5. Synchronizing Florida’s probate and trust code provisions as to the burden of proof in will and trust contests:
The Florida probate code and the Florida trust code both provide that a will, trust, or revocation of a will or trust, is void if it is procured by fraud, duress, mistake, or undue influence. Both codes also specify grounds for a will or trust contest that challenges the validity of the document. But only the probate code specifies which party bears the burden of proof in a contest. There’s no equivalent statute in our trust code. In CS/CB 998, that gap is filled by new statutory language clarifying who bears the burden of proof in a trust contest. Here’s an excerpt from the legislative Staff Analysis explaining the new legislation:
Sections 3 and 7 amends ss. 733.107, F.S., and 736.0207, F.S., to clarify that the party contesting the validity of a trust or seeking to revoke a trust, in whole or in part, bears the burden of establishing the grounds for invalidity on all issues. Because the current trust code is silent on this matter, these changes may provide clarity to the courts and attorneys involved in trust disputes as to which party bears the burden of proof. Unlike a will contest, these changes place the complete burden on the contestant.

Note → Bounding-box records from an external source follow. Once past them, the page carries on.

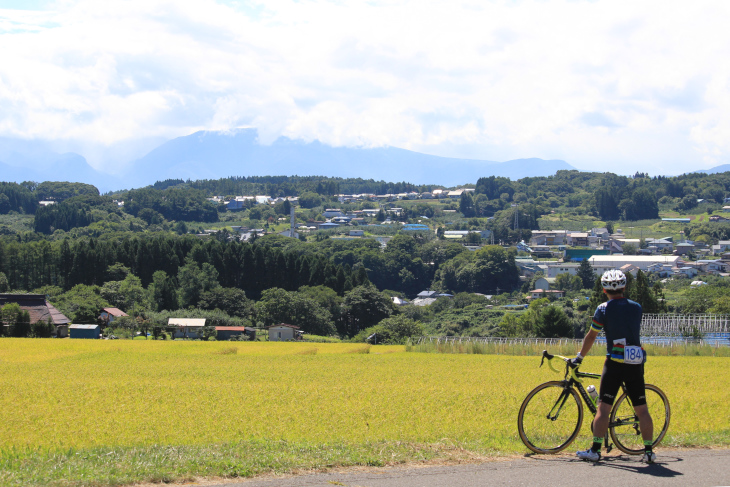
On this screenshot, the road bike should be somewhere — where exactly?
[517,350,671,455]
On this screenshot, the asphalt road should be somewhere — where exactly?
[206,450,730,487]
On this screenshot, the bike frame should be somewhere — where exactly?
[540,351,639,453]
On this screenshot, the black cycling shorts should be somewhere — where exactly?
[599,358,646,406]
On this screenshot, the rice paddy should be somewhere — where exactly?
[0,339,730,485]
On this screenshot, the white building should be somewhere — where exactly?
[269,323,301,342]
[588,255,683,274]
[167,318,205,338]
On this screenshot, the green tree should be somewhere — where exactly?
[100,274,149,311]
[255,288,335,336]
[148,271,179,311]
[535,306,574,338]
[345,284,393,336]
[575,259,603,289]
[53,284,110,323]
[459,191,476,218]
[198,287,253,318]
[30,317,56,338]
[355,315,424,344]
[299,191,322,208]
[177,261,219,308]
[555,272,583,291]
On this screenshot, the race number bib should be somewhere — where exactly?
[624,345,644,364]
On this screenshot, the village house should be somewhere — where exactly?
[268,323,302,342]
[644,237,674,252]
[99,308,129,326]
[0,293,71,338]
[529,289,565,300]
[530,230,568,247]
[167,318,205,338]
[215,326,256,341]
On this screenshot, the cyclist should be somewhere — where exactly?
[571,270,656,463]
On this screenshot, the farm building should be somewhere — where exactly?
[167,318,205,338]
[0,294,71,338]
[99,308,129,325]
[68,325,101,338]
[588,255,682,275]
[269,323,301,342]
[215,326,256,341]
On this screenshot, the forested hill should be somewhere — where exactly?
[0,171,730,233]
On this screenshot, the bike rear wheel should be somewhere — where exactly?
[608,384,671,455]
[517,381,583,453]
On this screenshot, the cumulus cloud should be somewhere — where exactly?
[0,0,730,173]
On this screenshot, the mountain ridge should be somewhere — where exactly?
[0,129,576,192]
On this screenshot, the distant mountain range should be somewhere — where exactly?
[694,164,730,174]
[0,129,575,191]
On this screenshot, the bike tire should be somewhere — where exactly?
[517,381,583,453]
[608,384,672,455]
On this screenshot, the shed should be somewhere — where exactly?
[269,323,301,342]
[99,308,129,325]
[0,293,71,338]
[167,318,205,338]
[68,325,101,338]
[215,326,256,341]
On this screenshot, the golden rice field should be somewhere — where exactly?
[0,339,730,485]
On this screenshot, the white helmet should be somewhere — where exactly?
[601,270,626,291]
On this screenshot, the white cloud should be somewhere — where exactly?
[0,0,730,174]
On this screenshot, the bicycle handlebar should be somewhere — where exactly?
[540,350,583,384]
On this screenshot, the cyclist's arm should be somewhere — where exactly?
[580,328,598,357]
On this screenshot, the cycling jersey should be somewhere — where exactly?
[591,298,646,364]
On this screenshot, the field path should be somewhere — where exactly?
[207,449,730,487]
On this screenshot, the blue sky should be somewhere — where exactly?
[0,0,730,175]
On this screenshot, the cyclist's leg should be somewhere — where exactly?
[593,401,613,438]
[578,359,621,461]
[634,404,654,442]
[623,364,654,442]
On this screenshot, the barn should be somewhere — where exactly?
[68,325,101,338]
[269,323,301,342]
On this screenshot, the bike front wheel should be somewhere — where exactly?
[517,381,583,453]
[608,384,671,455]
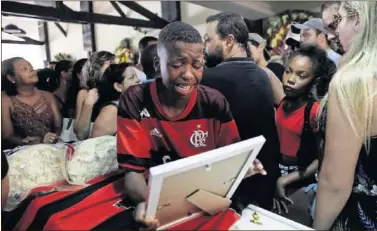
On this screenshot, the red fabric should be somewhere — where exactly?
[14,171,119,230]
[276,102,319,157]
[168,209,240,230]
[43,178,125,230]
[117,81,240,175]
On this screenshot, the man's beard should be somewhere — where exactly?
[204,47,224,68]
[330,38,345,55]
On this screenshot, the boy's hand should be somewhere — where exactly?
[244,159,267,179]
[134,202,160,230]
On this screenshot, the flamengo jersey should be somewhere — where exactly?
[117,79,240,173]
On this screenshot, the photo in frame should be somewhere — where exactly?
[146,136,265,229]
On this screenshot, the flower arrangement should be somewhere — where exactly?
[114,38,134,63]
[263,10,316,54]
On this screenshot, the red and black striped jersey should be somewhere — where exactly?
[117,79,240,173]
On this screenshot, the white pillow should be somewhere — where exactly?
[66,136,118,185]
[5,144,66,211]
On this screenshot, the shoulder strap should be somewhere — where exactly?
[301,98,315,134]
[297,98,318,169]
[274,96,285,109]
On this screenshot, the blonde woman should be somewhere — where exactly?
[313,1,377,230]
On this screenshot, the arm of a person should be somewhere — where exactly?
[1,152,9,208]
[216,93,240,148]
[262,67,285,105]
[117,92,152,204]
[90,105,118,138]
[1,93,31,147]
[282,160,318,185]
[42,92,63,134]
[73,90,94,140]
[313,84,362,230]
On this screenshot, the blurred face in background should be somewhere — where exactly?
[322,4,339,40]
[204,21,225,67]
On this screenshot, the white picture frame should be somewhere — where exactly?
[146,136,266,229]
[229,205,314,230]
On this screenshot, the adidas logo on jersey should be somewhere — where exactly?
[149,128,162,137]
[140,108,151,119]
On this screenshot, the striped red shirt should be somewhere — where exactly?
[117,79,240,173]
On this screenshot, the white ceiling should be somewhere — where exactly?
[189,1,324,20]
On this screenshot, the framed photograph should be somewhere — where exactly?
[229,205,314,230]
[146,136,265,229]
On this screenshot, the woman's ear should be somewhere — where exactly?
[153,56,161,72]
[355,15,362,32]
[113,83,123,92]
[7,75,16,83]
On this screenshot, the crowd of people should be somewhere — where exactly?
[1,1,377,230]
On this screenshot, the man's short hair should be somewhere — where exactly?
[158,21,203,44]
[321,1,341,14]
[140,44,157,79]
[206,13,249,45]
[138,36,157,49]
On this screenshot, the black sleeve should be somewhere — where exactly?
[1,152,9,180]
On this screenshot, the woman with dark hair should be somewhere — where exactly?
[36,68,56,93]
[1,57,61,147]
[73,51,115,140]
[66,59,88,118]
[274,45,336,213]
[91,63,141,137]
[50,60,73,118]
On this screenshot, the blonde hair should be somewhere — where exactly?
[320,1,377,153]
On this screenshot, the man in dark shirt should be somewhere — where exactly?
[202,13,279,209]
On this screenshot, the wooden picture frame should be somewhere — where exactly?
[146,136,265,229]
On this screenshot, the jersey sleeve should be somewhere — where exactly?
[310,102,320,132]
[216,94,240,148]
[117,91,151,173]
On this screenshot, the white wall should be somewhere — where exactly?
[48,1,87,60]
[1,17,46,69]
[181,2,220,35]
[2,1,219,68]
[93,1,161,52]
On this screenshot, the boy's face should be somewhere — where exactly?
[158,42,204,96]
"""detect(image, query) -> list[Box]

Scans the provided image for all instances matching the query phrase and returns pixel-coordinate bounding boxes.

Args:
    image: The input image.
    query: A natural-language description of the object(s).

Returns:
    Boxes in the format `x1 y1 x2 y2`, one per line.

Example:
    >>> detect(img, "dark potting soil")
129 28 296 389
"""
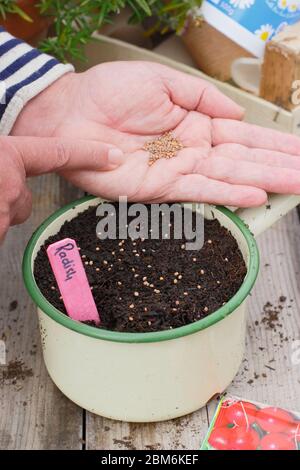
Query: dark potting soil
34 204 246 332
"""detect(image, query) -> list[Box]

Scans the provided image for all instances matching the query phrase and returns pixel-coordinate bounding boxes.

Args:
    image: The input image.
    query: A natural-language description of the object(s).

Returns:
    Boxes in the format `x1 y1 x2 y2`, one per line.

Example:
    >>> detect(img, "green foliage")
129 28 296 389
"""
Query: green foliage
0 0 202 61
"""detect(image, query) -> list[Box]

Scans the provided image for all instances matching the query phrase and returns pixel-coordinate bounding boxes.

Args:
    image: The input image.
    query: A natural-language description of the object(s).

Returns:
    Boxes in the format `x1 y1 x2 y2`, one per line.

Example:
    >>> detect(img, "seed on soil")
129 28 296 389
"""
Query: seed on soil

Section 4 of the bill provides that the changes to the burden shifting provisions in s. 733.107, F.S., are intended to clarify existing law, are remedial in nature, and apply retroactively to proceedings pending on or before the bill becomes law and all cases that are begun on or after the effective date of this bill.
Section 8 provides that the changes made to s. 736.0207, F.S., trusts contests, apply to all cases commenced on or after the effective date of the act. The effective date of the act is “upon becoming a law.”
6. Pre-2013 gifts to lawyers and other disqualified persons “grandfathered” in by statute:
The common law rule in Florida was that gifts made to lawyers in violation of ethics Rule 4-1.8(c) weren’t void per se, but they did trigger a rebuttable presumption of undue influence by the drafting lawyer. If lawyer couldn’t rebut the presumption, the gift was then voided (see here, here). In other words, under our prior common law improper gifts to lawyers weren’t automatically void, but they were voidable. As I reported here, in 2013 Florida adopted F.S. 732.806, effectively reversing the common-law rule. Improper client gifts are now automatically void as a matter of law, which should make it less expensive and time consuming for parties contesting such gifts to have them set aside. Unfortunately, the new statute didn’t make clear it only applied to prospective gifts, not gifts made prior to adoption of the new statute in 2013. CS/CB 998 fixes that glitch. Here’s an excerpt from the legislative Staff Analysis explaining the new legislation:
Section 732.806, F.S., generally prohibits an attorney or any of the attorney’s relatives from being the beneficiary of a gift in a written instrument drafted by the attorney. The bill provides that the prohibition applies to written instruments executed on or after October 1, 2013. This effectively grandfathers such gifts in written instruments preexisting the effective date of the 2013 legislation. The bill further provides that this change is intended to clarify existing law and is remedial in nature.